E lembra que desde 2014, data em que o Tribunal de Justiça da União Europeia invalidou a diretiva em causa (apesar de em Portugal só ter sido declarada inconstitucional em 2022) passaram oito anos e muita coisa mudou. "A prática de crimes através do digital evoluiu muitíssimo. Pela minha experiência, num caso de burla informática, por exemplo, entre o crime e o pedido de dados, seis meses, o tempo que a operadora é obrigada a guardar os registos, não é suficiente. Quando se vai pedir os dados, eles já não existem".
Paulo Sá e Cunha acredita que vai ser necessário encontrar um meio-termo. E talvez "considerar que, sobretudo em situações de especial risco, como agora, por altura da Jornada Mundial da Juventude, em que está prevista a vinda de muita gente, seja necessário conservar os dados por mais tempo".
A propósito da evolução do crime, João Melo recorda que as leis mais antigas nem sequer incluem "terminologia adequada aos dias de hoje", como comunicações móveis, bluetooth ou wi-fi.
Para tentar encontrar soluções, a Polícia Judiciária, que há quase um ano deu vários contributos ao grupo então criado na Assembleia da República para debater este assunto, patrocinou a conferência "Metadata Law Enforcement", que decorreu esta semana em Lisboa, com polícias de 26 países, para discutir os desafios da investigação criminal. A Eurojust, a Agências da União Europeia para Cooperação na Justiça Criminal, já pediu acesso às reflexões.
O Grupo de Trabalho - Metadados reúne-se hoje, às 14h00, no Parlamento para discutir quatro projetos de lei.

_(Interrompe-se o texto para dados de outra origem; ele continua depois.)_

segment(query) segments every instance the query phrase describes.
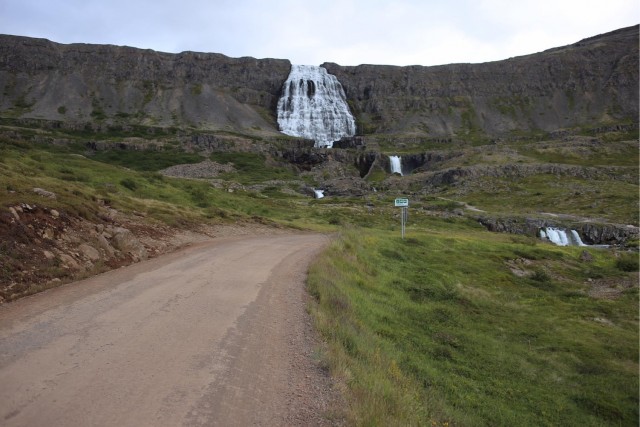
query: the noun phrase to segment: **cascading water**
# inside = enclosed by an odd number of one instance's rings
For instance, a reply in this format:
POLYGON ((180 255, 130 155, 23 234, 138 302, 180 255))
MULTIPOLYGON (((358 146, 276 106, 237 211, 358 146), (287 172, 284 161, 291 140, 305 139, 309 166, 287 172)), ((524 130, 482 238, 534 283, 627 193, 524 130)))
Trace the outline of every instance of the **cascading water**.
POLYGON ((389 156, 389 162, 391 163, 391 173, 399 173, 402 175, 402 157, 389 156))
POLYGON ((287 135, 313 139, 316 147, 356 133, 356 122, 336 76, 322 67, 292 65, 278 100, 278 126, 287 135))
POLYGON ((567 230, 565 229, 546 227, 540 230, 540 237, 549 239, 558 246, 587 246, 576 230, 571 230, 570 233, 567 234, 567 230))

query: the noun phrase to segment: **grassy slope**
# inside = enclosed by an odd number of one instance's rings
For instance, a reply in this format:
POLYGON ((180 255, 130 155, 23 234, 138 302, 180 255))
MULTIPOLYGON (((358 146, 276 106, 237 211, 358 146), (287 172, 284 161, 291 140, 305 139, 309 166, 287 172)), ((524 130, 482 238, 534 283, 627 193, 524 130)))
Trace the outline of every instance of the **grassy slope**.
POLYGON ((436 220, 343 234, 309 280, 350 422, 637 425, 637 288, 589 297, 628 273, 581 251, 436 220))

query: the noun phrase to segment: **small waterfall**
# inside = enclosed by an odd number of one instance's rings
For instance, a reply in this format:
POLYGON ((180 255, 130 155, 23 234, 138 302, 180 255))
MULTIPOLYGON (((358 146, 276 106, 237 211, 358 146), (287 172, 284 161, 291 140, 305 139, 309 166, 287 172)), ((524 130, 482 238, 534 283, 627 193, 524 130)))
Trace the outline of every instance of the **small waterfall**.
POLYGON ((391 162, 391 173, 399 173, 402 175, 402 157, 389 156, 389 162, 391 162))
POLYGON ((313 139, 316 147, 356 133, 356 122, 336 76, 322 67, 292 65, 278 100, 278 126, 287 135, 313 139))
POLYGON ((571 230, 567 234, 567 230, 563 228, 546 227, 540 230, 540 237, 558 246, 587 246, 576 230, 571 230))

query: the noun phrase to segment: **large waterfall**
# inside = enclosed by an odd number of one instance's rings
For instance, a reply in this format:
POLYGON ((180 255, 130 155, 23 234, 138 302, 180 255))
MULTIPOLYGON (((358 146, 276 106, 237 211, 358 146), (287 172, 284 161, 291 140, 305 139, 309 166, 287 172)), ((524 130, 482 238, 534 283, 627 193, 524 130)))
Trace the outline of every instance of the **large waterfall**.
POLYGON ((356 122, 336 76, 322 67, 292 65, 278 100, 278 125, 283 133, 313 139, 316 147, 356 133, 356 122))
POLYGON ((389 162, 391 163, 391 173, 399 173, 402 175, 402 157, 389 156, 389 162))
POLYGON ((558 246, 587 246, 576 230, 571 230, 570 233, 567 234, 567 230, 565 229, 546 227, 540 230, 540 237, 549 239, 558 246))

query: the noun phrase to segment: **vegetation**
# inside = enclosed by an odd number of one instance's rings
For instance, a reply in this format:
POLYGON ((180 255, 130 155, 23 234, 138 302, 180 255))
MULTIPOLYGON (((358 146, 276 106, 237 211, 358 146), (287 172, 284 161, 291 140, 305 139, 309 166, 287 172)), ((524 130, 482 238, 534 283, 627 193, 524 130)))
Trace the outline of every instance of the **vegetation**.
MULTIPOLYGON (((60 137, 36 125, 21 132, 60 137)), ((105 125, 101 132, 67 131, 64 145, 0 136, 1 207, 46 203, 99 222, 110 206, 180 227, 258 221, 338 232, 312 266, 308 287, 327 343, 322 361, 345 390, 350 425, 637 425, 637 253, 489 233, 458 213, 470 203, 496 215, 555 212, 637 224, 637 182, 628 179, 637 177, 637 143, 456 145, 460 155, 432 170, 465 162, 614 168, 561 182, 554 174, 485 176, 431 193, 411 176, 392 178, 416 192, 402 240, 382 168, 369 176, 380 192, 314 200, 290 191, 312 178, 269 155, 220 151, 210 158, 233 164, 234 172, 214 188, 158 173, 204 159, 175 144, 91 151, 84 142, 125 134, 170 141, 176 129, 105 125), (34 187, 57 197, 43 199, 34 187), (615 295, 602 298, 596 291, 603 286, 615 295)), ((433 140, 405 148, 424 147, 453 150, 433 140)), ((2 277, 18 268, 10 250, 0 243, 2 277)))
POLYGON ((311 269, 350 424, 637 424, 637 287, 605 300, 585 284, 637 262, 425 225, 343 232, 311 269))

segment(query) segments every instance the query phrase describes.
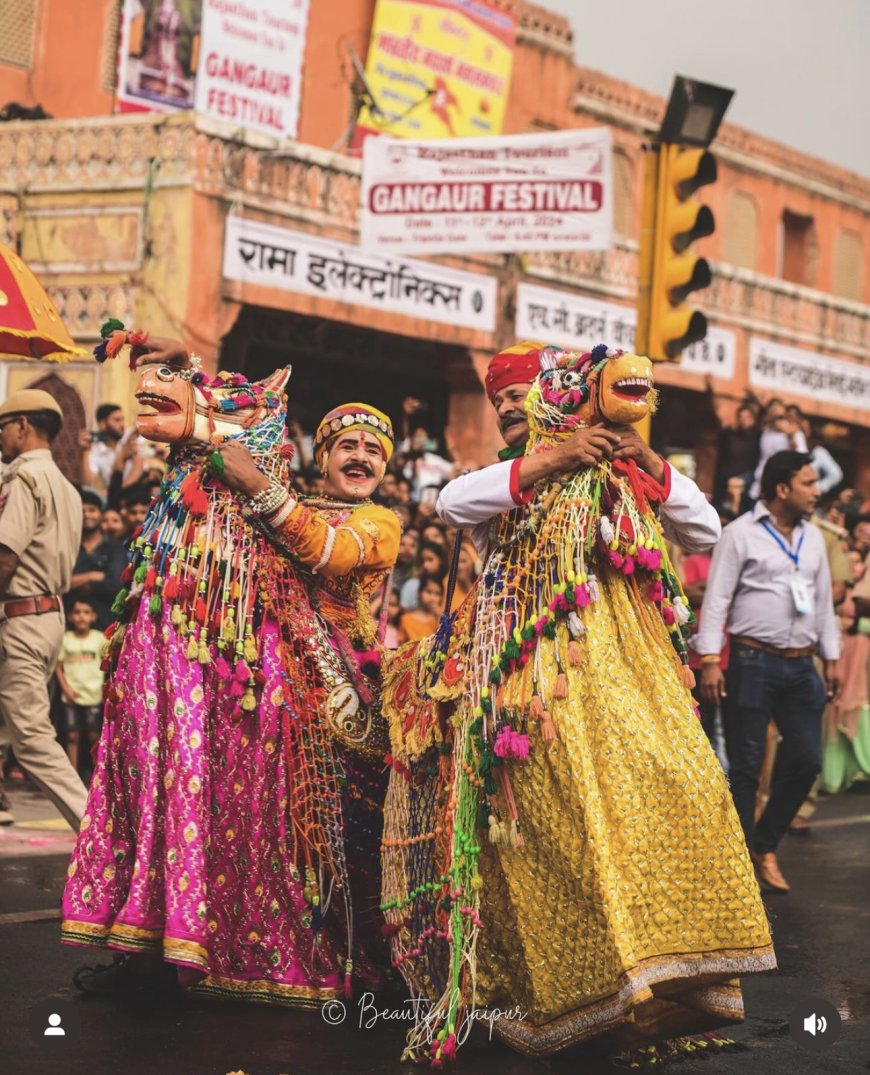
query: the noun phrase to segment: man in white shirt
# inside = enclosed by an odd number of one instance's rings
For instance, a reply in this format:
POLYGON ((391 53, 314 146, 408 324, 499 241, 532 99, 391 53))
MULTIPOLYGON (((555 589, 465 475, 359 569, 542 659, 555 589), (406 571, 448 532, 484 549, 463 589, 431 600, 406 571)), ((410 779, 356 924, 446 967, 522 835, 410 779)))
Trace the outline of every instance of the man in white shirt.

O presidente da Comissão de Assuntos Constitucionais, Direitos, Liberdades e Garantias, Fernando Negrão, adiantou ao SAPO24 que "na comissão para a revisão constitucional está a ser discutida a consagração [de metadados] para dotar com esse meio os serviços de informação. Para a investigação criminal terá que surgir uma iniciativa legislativa para o efeito. Considerando a existência de novas formas de criminalidade, a sua complexidade e a respectiva evolução tecnológica, as forças de segurança devem estar dotadas de novos meios adequados a fazer frente a esses novos fenómenos criminais. Consagrar os metadados para a investigação criminal é um avanço significativo das forças e serviços de segurança na luta contra a criminalidade nas novas formas que vem assumindo", considera.
A verdade é que existem diversas iniciativas. Pelo menos quatro deram entrada na Assembleia da República há já perto de um ano: uma proposta de lei do governo e três projectos de lei, um do PSD, um do Chega, outro do PCP. O Grupo de Trabalho - Metadados, integrado na Comissão de Assuntos Constitucionais, Direitos, Liberdades e Garantias, reúne-se hoje pelas 14:00 para discutir cada uma delas.
No entanto, segundo o deputado Fernando Negrão, também antigo diretor-geral da Polícia Judiciária (1995-1999), "ainda não se perceberam as estratégias dos partidos políticos" nesta matéria.